Prime Minister Anthony Albanese unveils millions for critical minerals projects to fend off Chinese supply chokehold

The Albanese government has doubled down on its attempts to push back against China’s chokehold on the critical minerals supply chain, announcing it will pour $585m of taxpayer funds into projects producing key inputs for batteries, renewables and electric cars.

Queensland-based Alpha Hpa, which specialises in the production of ultra-high purity alumina used in LED lighting, semiconductors and lithium-ion batteries, will receive $400m in new loans to establish a processing facility in Gladstone.

The federal government will also back South Australian graphite hopeful Renascor Resources, fast tracking a $185m loan originally unveiled by the Coalition in 2022 to develop production at its Arno Bay mine on the state’s Eyre Peninsula for use in the global electric car and renewable energy industries.

The cash splash follows an $840m package to Gina Rinehart-backed Arafura Rare Earths to support the mineral exploration company develop its Northern Territory-based mining and refinery, and brings taxpayer exposure of critical mineral exploration and processing to well in excess of $2bn.

Travelling to Gladstone on Wednesday, Prime Minister Anthony Albanese will unveil the details of the investments, which will be funded through the government’s $4bn Critical Minerals Facility.

The investment will form part of Labor’s Future Made in Australia Act, which covers a wide range of existing policies including the $15bn National Reconstruction Fund and green subsidies for manufacturing, designed to bolster economic sovereignty.

“The global race for new jobs and new opportunities is on. Our government wants Australia to be in it to win it,” Mr Albanese said in a statement.

“These two critical minerals projects will help secure good and secure jobs in manufacturing, and clean, reliable energy.”

The support is expected to create a combined 445 ongoing jobs across Queensland and South Australia and comes at a critical juncture for the rare earths industry, after prices for key commodities plunged last year.

Although prices, particularly for nickel and lithium appear to have bottomed out, they still remain near mutli-year lows, dragged down by exploding Chinese production and weaker-than-expected demand.

Alpha Hpa has avoided the sell-off that has befallen much of the critical mineral industry, Renascor’s share price has crashed almost 70 per cent, sliding from 25c in April 2022 to 8c a year later.

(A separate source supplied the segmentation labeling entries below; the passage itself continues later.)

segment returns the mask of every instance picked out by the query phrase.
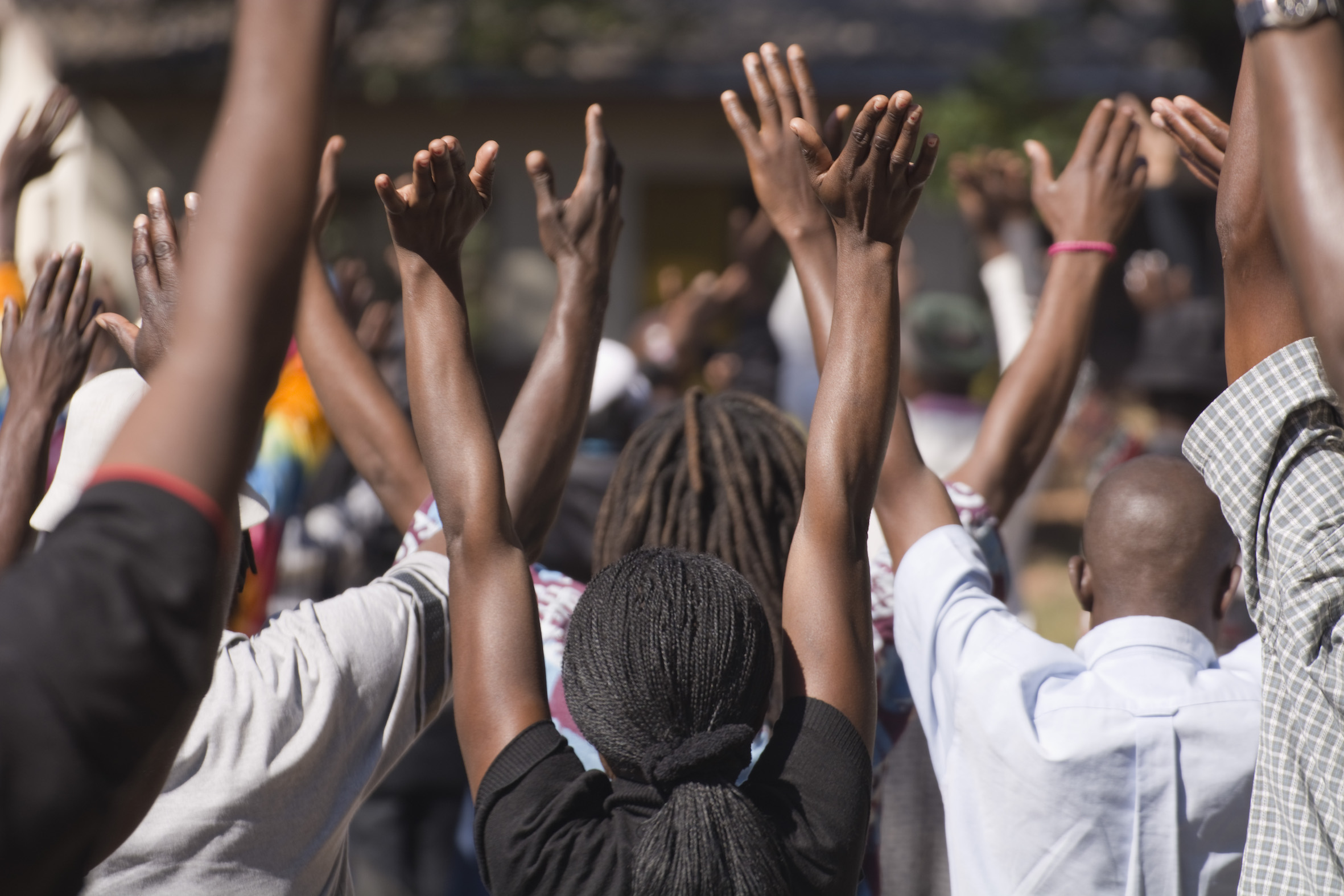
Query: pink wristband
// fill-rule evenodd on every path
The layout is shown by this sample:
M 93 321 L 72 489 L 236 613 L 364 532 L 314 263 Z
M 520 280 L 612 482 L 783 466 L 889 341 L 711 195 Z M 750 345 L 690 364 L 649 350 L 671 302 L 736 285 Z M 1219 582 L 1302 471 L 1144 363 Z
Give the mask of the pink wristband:
M 1114 243 L 1098 243 L 1089 239 L 1066 239 L 1062 243 L 1055 243 L 1050 247 L 1050 257 L 1054 258 L 1059 253 L 1105 253 L 1107 258 L 1116 257 Z

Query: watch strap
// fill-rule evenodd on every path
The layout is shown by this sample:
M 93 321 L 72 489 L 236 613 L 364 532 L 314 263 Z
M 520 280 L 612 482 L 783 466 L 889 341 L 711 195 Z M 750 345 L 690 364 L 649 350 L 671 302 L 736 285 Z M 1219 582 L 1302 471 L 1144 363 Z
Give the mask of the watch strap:
M 1250 3 L 1236 4 L 1236 24 L 1242 30 L 1242 38 L 1246 40 L 1250 40 L 1269 27 L 1265 24 L 1265 19 L 1263 0 L 1251 0 Z
M 1266 0 L 1251 0 L 1250 3 L 1236 5 L 1236 24 L 1241 27 L 1242 36 L 1245 39 L 1250 40 L 1261 31 L 1273 27 L 1269 23 L 1267 7 L 1269 3 Z M 1320 0 L 1316 15 L 1310 19 L 1310 21 L 1304 21 L 1301 24 L 1308 26 L 1325 17 L 1340 17 L 1340 0 Z

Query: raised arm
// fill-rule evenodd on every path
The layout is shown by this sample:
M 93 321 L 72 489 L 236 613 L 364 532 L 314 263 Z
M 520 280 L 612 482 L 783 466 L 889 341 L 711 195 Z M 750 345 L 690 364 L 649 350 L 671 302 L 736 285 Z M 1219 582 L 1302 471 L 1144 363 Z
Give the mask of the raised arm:
M 108 451 L 237 500 L 292 333 L 317 168 L 331 0 L 241 0 L 200 175 L 175 344 Z
M 77 111 L 79 101 L 70 95 L 70 89 L 56 87 L 31 125 L 28 110 L 24 111 L 4 153 L 0 153 L 0 265 L 13 263 L 15 224 L 23 188 L 55 167 L 56 156 L 51 154 L 51 145 Z
M 411 416 L 448 543 L 453 695 L 472 793 L 524 728 L 550 719 L 536 596 L 472 356 L 462 240 L 489 206 L 499 146 L 468 171 L 454 137 L 415 153 L 411 183 L 374 181 L 387 210 L 406 305 Z
M 812 325 L 817 369 L 821 369 L 835 301 L 836 239 L 831 216 L 810 187 L 789 122 L 802 118 L 824 134 L 827 145 L 836 146 L 849 107 L 839 106 L 823 124 L 808 58 L 798 44 L 789 47 L 786 59 L 773 43 L 762 44 L 759 54 L 743 56 L 742 69 L 761 125 L 753 124 L 732 90 L 726 90 L 720 98 L 723 113 L 746 153 L 757 199 L 789 247 Z
M 1124 235 L 1144 196 L 1146 167 L 1138 156 L 1138 134 L 1128 109 L 1102 99 L 1058 180 L 1046 148 L 1034 140 L 1027 142 L 1032 199 L 1056 243 L 1114 244 Z M 949 477 L 984 496 L 1000 520 L 1027 488 L 1063 419 L 1087 353 L 1097 290 L 1107 262 L 1099 251 L 1055 255 L 1027 343 L 995 390 L 970 457 Z M 879 517 L 884 516 L 887 497 L 887 489 L 882 489 Z M 887 516 L 899 513 L 899 493 L 890 498 L 896 506 Z M 895 548 L 892 552 L 895 556 Z
M 410 423 L 336 306 L 317 249 L 336 207 L 336 165 L 344 148 L 344 138 L 332 137 L 323 152 L 294 336 L 336 441 L 368 481 L 387 516 L 405 532 L 429 494 L 429 474 Z
M 870 99 L 833 164 L 812 125 L 790 122 L 835 222 L 839 275 L 808 488 L 784 580 L 784 688 L 786 697 L 806 695 L 840 709 L 870 750 L 876 695 L 868 513 L 896 400 L 896 253 L 937 157 L 938 141 L 927 137 L 914 159 L 921 117 L 907 93 Z
M 51 430 L 89 364 L 95 312 L 79 246 L 47 259 L 23 312 L 13 298 L 4 302 L 0 357 L 9 404 L 0 423 L 0 571 L 27 541 L 28 517 L 47 482 Z
M 610 294 L 612 261 L 620 232 L 621 167 L 602 130 L 602 110 L 589 110 L 589 150 L 574 195 L 558 200 L 543 153 L 528 157 L 538 189 L 543 244 L 555 259 L 560 286 L 536 359 L 519 392 L 500 457 L 513 525 L 528 560 L 540 555 L 559 510 L 564 482 L 587 415 L 597 345 Z M 319 177 L 314 240 L 308 253 L 300 302 L 298 348 L 332 431 L 360 476 L 368 480 L 398 527 L 430 493 L 429 474 L 410 424 L 336 306 L 317 255 L 316 235 L 336 200 L 336 164 L 344 141 L 333 137 Z
M 540 556 L 555 523 L 587 420 L 621 232 L 621 163 L 602 128 L 602 107 L 589 106 L 585 124 L 583 171 L 569 199 L 556 199 L 546 153 L 527 156 L 542 249 L 560 279 L 546 334 L 499 442 L 513 528 L 530 560 Z
M 1176 138 L 1195 176 L 1218 191 L 1228 383 L 1308 336 L 1270 230 L 1257 91 L 1253 54 L 1245 52 L 1231 126 L 1189 97 L 1153 101 L 1153 122 Z
M 1316 336 L 1344 390 L 1344 24 L 1262 31 L 1246 44 L 1255 75 L 1269 219 Z M 1243 67 L 1243 75 L 1245 75 Z M 1245 86 L 1246 78 L 1242 78 Z

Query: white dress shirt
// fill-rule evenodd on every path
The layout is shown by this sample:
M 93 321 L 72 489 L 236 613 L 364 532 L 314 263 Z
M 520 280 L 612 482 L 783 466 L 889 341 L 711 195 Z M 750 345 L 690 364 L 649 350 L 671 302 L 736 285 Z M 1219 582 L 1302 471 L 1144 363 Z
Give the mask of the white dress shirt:
M 989 596 L 958 525 L 906 553 L 895 598 L 954 893 L 1236 892 L 1258 638 L 1224 666 L 1191 626 L 1128 617 L 1070 650 Z

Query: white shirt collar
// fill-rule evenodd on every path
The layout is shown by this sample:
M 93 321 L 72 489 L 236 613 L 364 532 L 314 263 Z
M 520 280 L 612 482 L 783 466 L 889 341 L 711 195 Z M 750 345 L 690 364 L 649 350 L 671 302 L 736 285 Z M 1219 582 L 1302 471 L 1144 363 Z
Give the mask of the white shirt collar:
M 1189 657 L 1202 669 L 1218 665 L 1218 652 L 1199 629 L 1167 617 L 1121 617 L 1103 622 L 1078 639 L 1074 653 L 1090 669 L 1107 653 L 1124 647 L 1164 647 Z

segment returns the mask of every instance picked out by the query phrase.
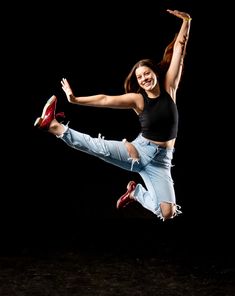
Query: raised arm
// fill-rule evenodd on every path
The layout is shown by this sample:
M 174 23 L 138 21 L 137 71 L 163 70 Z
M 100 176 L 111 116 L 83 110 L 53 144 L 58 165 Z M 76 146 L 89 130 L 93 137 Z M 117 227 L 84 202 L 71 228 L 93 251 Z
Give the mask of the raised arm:
M 170 9 L 167 11 L 182 19 L 182 25 L 174 43 L 170 66 L 165 77 L 165 88 L 173 100 L 176 100 L 176 91 L 182 75 L 186 46 L 189 38 L 191 17 L 186 12 Z
M 117 96 L 98 94 L 86 97 L 76 97 L 74 96 L 72 88 L 66 78 L 61 80 L 61 84 L 68 101 L 77 105 L 136 110 L 137 102 L 141 99 L 141 95 L 135 93 L 127 93 Z

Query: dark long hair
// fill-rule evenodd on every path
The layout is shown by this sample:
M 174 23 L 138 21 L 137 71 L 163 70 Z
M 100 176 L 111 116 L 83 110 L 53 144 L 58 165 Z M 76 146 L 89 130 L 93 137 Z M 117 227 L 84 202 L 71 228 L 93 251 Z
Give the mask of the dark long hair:
M 159 79 L 159 82 L 162 83 L 165 77 L 165 74 L 170 66 L 172 54 L 173 54 L 173 47 L 176 40 L 177 34 L 175 35 L 174 39 L 167 45 L 165 48 L 163 58 L 159 63 L 156 63 L 154 60 L 151 59 L 143 59 L 138 61 L 131 69 L 129 74 L 127 75 L 124 81 L 124 89 L 126 93 L 135 92 L 139 93 L 141 91 L 141 87 L 138 84 L 135 70 L 139 67 L 146 66 L 150 68 Z

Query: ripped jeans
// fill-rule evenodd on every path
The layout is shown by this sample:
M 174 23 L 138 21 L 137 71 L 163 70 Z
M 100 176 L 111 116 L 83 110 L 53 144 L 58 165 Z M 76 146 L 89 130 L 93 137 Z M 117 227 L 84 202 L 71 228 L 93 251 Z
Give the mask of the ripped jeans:
M 96 156 L 108 163 L 124 170 L 139 173 L 147 190 L 137 184 L 133 195 L 144 208 L 163 219 L 160 203 L 168 202 L 176 205 L 175 216 L 180 214 L 180 206 L 176 204 L 174 183 L 171 177 L 171 167 L 174 148 L 162 148 L 150 142 L 139 134 L 131 144 L 138 151 L 137 157 L 131 157 L 127 149 L 127 142 L 105 140 L 99 135 L 97 138 L 75 131 L 68 126 L 61 136 L 70 147 Z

Volatile commodity prices and significant production costs have made it difficult for the industry to secure finances, leading a number of miners to mothball projects.

With China dominating the global rare earths’ market, Canberra has rapidly accelerated investment in critical minerals production in recent years to compete with Beijing’s near-monopoly over the industry.

Similarly, the United States has also sought to firm up its own critical mineral supplies, rolling out tax incentives, grants and loans to projects via President Biden’s Inflation Reduction Act.

In 2023, the US Department of Defense awarded Australia’s own ASX-listed critical minerals producer Lynas Rare Earths a $US258m contract to construct a processing facility in Texas to produce “heavy” rare earths.

Trade Minister Don Farrell said the government investment in critical minerals would help bolster local industry and help position Australia as a supplier to key markets.

“These projects will create hundreds of high-paying local jobs and manufacturing opportunities, while also helping to diversify Australia’s critical minerals exports with new opportunities to supply into Japan, Korea and beyond,” Senator Farrell said.